ここでは、建築構造関係の書籍について紹介します。
私の持論ですが、「学生時代や若手社会人時代に建築関係書籍への無駄使いを気にすることは不要」だと考えています。得た情報はいずれ役に立つモリモリな知識となり、将来必ずペイできます。
無駄使いと思うのなら、全力で本に無駄使いしましょう!本を読みましょう!
目次
直感で理解する○○の基本シリーズ
(著:山浦晋弘、出版:学芸出版社)
「直感で理解する!構造設計の基本」「直感で理解する!構造力学の基本」
「直感で理解する!建築デザイナーのための構造技術の基本」
構造計算や構造力学に関する書籍はたくさんありますが、構造設計という仕事に焦点を当てた本はほとんどありません。この本ではその本質が解説され、建築構造の在り方が示されています。難しい数式は極力省略され、意匠設計者や若手の構造技術者、また建築関連の就職先を目指す学生などを対象に、読み手の直感に訴えてくる構成で建築構造の概要がわかりやすく執筆されています。「構造設計」、「構造力学」、「構造技術」とシリーズ化されているほど好評です。

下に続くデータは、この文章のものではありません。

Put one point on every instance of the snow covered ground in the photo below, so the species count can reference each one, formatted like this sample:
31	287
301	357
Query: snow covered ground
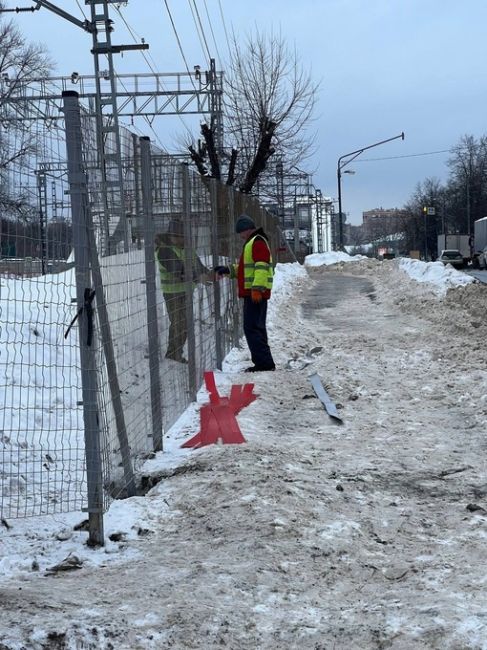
366	535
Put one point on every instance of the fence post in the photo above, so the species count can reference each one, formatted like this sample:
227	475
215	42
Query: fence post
188	263
214	251
150	291
108	351
79	208
233	256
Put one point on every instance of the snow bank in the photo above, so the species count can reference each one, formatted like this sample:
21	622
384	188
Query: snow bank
325	259
436	273
285	278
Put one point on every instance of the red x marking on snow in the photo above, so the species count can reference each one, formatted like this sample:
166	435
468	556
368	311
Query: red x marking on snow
218	421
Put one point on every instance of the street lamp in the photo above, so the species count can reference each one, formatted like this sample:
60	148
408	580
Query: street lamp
343	161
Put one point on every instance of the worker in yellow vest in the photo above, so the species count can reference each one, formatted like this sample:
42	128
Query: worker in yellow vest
170	256
254	274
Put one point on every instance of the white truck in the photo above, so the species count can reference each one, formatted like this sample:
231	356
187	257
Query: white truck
455	242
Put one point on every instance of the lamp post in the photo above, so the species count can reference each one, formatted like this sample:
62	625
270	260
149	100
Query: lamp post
343	161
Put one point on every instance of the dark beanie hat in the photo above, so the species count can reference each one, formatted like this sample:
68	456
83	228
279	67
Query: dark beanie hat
244	223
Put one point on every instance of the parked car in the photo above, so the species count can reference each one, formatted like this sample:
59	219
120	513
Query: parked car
453	257
482	259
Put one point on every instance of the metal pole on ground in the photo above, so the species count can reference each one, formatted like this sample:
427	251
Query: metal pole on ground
79	207
150	290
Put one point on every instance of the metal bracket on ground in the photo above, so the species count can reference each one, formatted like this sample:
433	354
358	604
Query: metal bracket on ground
324	398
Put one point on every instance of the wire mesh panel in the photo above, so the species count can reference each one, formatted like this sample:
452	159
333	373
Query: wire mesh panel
151	318
42	466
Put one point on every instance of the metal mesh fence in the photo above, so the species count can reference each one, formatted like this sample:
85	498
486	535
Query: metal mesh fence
42	467
82	412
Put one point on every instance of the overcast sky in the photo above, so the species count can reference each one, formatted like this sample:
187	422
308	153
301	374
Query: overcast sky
385	66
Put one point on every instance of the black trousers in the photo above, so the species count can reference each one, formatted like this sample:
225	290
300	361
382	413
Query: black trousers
255	314
178	329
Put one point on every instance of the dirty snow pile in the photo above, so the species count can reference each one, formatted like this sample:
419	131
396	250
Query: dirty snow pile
438	274
370	534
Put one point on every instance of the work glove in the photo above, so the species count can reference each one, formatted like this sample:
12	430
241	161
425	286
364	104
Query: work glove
222	270
256	295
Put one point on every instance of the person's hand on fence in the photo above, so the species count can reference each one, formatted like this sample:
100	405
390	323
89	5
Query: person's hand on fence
220	271
256	295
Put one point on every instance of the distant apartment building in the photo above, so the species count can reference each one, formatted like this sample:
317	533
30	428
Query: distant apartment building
380	221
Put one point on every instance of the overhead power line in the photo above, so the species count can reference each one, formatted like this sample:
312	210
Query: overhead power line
136	38
199	29
412	155
212	32
224	27
179	42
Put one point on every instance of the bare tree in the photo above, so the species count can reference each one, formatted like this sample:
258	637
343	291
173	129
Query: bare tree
19	62
268	105
467	186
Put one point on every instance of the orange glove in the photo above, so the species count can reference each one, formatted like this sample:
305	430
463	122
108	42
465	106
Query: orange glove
256	295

著者手描きの挿絵に味があり、片持ち部材の設計や鉄筋の納まりなど、基本的でありながらかゆい所に手が届く一冊となっています。
構造設計プロセス図集
著:大野博史、出版:オーム社)
直感シリーズ同様、構造設計の進め方を紹介した本は貴重です。大野氏の饒舌な語り口で、ディテールの詰め、躯体の魅力創造の過程がすんなり頭に入ってきます。技術力のある構造エンジニアはいかに己のバイタリティを用いてプロジェクトに愛を注ぎ込めるかだと思っていますので、構造設計する上で、非常に参考になる一冊です。「どうしてここまで小さい部材で構成できるのだ……」と思わず感嘆してしまうことでしょう。
施工がわかるイラスト建築生産入門
(編:日本建設業連合会、出版:彰国社)
現場を見る機会が少ない方におすすめです。建築施工の流れと詳細が素晴らしすぎるイラスト付きで解説された本となっています。むしろイラストがメインです。イラストだけでご飯が食べれちゃいます。新人の建築従事者や学生さんには是非とも読んでいただきたいですね。眺めるだけでもワクワクする一冊。
図解 建築と構造の接点 トラブル予防のツボ100
(著:仲本尚志 他、出版:学芸出版社)
建築意匠設計および構造設計をおこなう上で、おさえておくべき基本的な構造のポイントが記載されており、知っておいて損はない内容となっています。むしろ「そんなことまで知っていたのか!」と、構造設計者に驚かれるかもしれません。挿絵も充実しており、タッチが山浦氏の「直感シリーズ」に通ずるものがあります。そのためイラストと併せて内容がすんなり頭に入ってきます。建築構造の基本を知りたい方におすすめです。
構造設計を仕事にする:思考と技術・独立と働き方
(著:坂田涼太郎・山田憲明・大野博史 他、出版:学芸出版社)
名だたる構造設計者が数ページずつ、構造家の技術力、志し、普段どんなことを考えながら仕事を進めているのかなどについて執筆している豪華な本。構造家と呼ばれる人種はいわゆるアトリエ系の構造設計事務所に多く、内容も「アトリエ構造設計事務所のすすめ」に焦点が当てられています。建築家とのやりとりや仕事を進める上でのモチベーションなど、構造設計という仕事の醍醐味、ワクワク感など、責任感との狭間の胸踊る感覚が味わえる一冊です。
初めての建築構造設計 構造計算の進め方
(編:建築のテキスト編集員会、出版:学芸出版社)
弊社の新入社員はまずこちらの本をベースに構造設計の進め方を学んでいきます。基本的には構造計算の手順を示してくれていますが、手計算による方法の”いろは”を丁寧に解説してくれています。やみくもに計算を進めるだけではなくて、出てくる数式や計算法の意味合いも教えてくれるので、初心者には優しい内容となっています。ベテランの構造設計者も懐かしいと感じるのではないでしょうか。使い込まれている場合は、ボロボロとなっていることでしょう。
規基準の数値は「何でなの」を探る
(監修:寺本隆幸・大越俊男・和田章、出版:建築技術)
日頃の構造設計業務の中では、様々な数式や基準に出逢います。これらの成り立ちや生まれなど、気になることが山ほどあるのですが、それは諸先輩方の知識と経験の賜物です。いち構造設計者としてこの本のようにその由縁・歴史をなんらかの形で残すことはできないだろうかと考えています。普段使う数式や定数がどのように成り立ったのかを知ることは大きな財産になるでしょう。シリーズ化しておりパート3まであります。